Using this definition on our asset we see for example:
  • Looking at the Ulcer Ratio of 4.57 in the last 5 years of iShares Global Healthcare ETF, we see it is relatively lower, thus better in comparison to the benchmark SPY (5.59 )
  • Compared with SPY (6.38 ) in the period of the last 3 years, the Ulcer Index of 4.5 is smaller, thus better.

MaxDD:

'Maximum drawdown is defined as the peak-to-trough decline of an investment during a specific period. It is usually quoted as a percentage of the peak value. The maximum drawdown can be calculated based on absolute returns, in order to identify strategies that suffer less during market downturns, such as low-volatility strategies. However, the maximum drawdown can also be calculated based on returns relative to a benchmark index, for identifying strategies that show steady outperformance over time.'

Applying this definition to our asset in some examples:
  • Compared with the benchmark SPY (-33.7 days) in the period of the last 5 years, the maximum reduction from previous high of -27.4 days of iShares Global Healthcare ETF is higher, thus better.
  • During the last 3 years, the maximum DrawDown is -27.4 days, which is greater, thus better than the value of -33.7 days from the benchmark.

MaxDuration:

'The Drawdown Duration is the length of any peak to peak period, or the time between new equity highs. The Max Drawdown Duration is the worst (the maximum/longest) amount of time an investment has seen between peaks (equity highs).

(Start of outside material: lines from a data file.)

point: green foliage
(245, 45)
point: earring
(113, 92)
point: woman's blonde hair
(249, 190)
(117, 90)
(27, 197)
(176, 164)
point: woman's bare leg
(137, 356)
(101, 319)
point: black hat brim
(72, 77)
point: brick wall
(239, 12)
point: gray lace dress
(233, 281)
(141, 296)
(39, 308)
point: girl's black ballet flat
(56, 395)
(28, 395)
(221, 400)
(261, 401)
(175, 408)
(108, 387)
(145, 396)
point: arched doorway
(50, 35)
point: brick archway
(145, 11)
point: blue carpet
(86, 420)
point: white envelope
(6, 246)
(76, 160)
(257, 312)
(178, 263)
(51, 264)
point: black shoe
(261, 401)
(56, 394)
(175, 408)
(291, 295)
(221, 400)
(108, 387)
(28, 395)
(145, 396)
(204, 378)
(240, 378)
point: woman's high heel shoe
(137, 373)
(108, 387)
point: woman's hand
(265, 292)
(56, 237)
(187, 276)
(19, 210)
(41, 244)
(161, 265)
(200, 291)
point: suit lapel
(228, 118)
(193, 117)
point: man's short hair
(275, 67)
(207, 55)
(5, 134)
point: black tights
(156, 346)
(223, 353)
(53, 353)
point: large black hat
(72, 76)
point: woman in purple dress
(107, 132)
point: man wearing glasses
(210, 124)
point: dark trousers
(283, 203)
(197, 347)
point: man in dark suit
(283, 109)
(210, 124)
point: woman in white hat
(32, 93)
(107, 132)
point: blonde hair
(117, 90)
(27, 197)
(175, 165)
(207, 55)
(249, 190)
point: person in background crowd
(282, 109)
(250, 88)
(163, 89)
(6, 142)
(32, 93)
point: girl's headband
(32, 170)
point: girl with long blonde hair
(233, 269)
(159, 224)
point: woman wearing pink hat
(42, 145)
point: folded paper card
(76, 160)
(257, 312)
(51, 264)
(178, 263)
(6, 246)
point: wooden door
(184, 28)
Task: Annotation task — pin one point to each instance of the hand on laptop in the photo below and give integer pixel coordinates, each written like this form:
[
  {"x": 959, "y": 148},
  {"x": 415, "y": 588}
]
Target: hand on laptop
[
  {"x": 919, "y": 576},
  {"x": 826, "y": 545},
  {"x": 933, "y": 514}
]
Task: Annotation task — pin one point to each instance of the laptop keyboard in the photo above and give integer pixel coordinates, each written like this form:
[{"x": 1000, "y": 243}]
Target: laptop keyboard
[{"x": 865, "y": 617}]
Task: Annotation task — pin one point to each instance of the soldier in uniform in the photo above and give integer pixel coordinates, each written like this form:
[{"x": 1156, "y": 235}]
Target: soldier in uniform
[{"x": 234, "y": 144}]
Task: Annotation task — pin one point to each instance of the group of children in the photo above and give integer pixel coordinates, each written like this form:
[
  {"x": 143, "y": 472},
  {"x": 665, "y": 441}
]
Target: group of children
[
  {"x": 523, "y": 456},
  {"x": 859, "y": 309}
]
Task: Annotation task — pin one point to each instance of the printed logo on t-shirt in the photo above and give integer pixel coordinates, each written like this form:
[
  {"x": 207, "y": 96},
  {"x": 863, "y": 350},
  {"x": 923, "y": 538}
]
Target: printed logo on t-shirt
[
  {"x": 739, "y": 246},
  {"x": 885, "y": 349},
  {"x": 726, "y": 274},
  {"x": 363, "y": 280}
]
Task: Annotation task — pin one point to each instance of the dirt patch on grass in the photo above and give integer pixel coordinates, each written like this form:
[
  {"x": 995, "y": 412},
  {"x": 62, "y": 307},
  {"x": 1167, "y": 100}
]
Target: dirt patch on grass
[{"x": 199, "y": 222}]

Many assume Max DD Duration is the length of time between new highs during which the Max DD (magnitude) occurred. But that isn’t always the case. The Max DD duration is the longest time between peaks, period. So it could be the time when the program also had its biggest peak to valley loss (and usually is, because the program needs a long time to recover from the largest loss), but it doesn’t have to be'

Using this definition on our asset we see for example:
  • The maximum time in days below previous high water mark over 5 years of iShares Global Healthcare ETF is 187 days, which is greater, thus worse compared to the benchmark SPY (139 days) in the same period.
  • Compared with SPY (119 days) in the period of the last 3 years, the maximum days below previous high of 134 days is greater, thus worse.

AveDuration:

'The Drawdown Duration is the length of any peak to peak period, or the time between new equity highs. The Avg Drawdown Duration is the average amount of time an investment has seen between peaks (equity highs), or in other terms the average of time under water of all drawdowns. So in contrast to the Maximum duration it does not measure only one drawdown event but calculates the average of all.'

Using this definition on our asset we see for example:
  • The average days under water over 5 years of iShares Global Healthcare ETF is 40 days, which is larger, thus worse compared to the benchmark SPY (32 days) in the same period.
  • Compared with SPY (25 days) in the period of the last 3 years, the average days below previous high of 33 days is higher, thus worse.

Performance (YTD)

Historical returns have been extended using synthetic data.

Allocations
()

Allocations

Returns (%)

  • Note that yearly returns do not equal the sum of monthly returns due to compounding.
  • Performance results of iShares Global Healthcare ETF are hypothetical, do not account for slippage, fees or taxes, and are based on backtesting, which has many inherent limitations, some of which are described in our Terms of Use.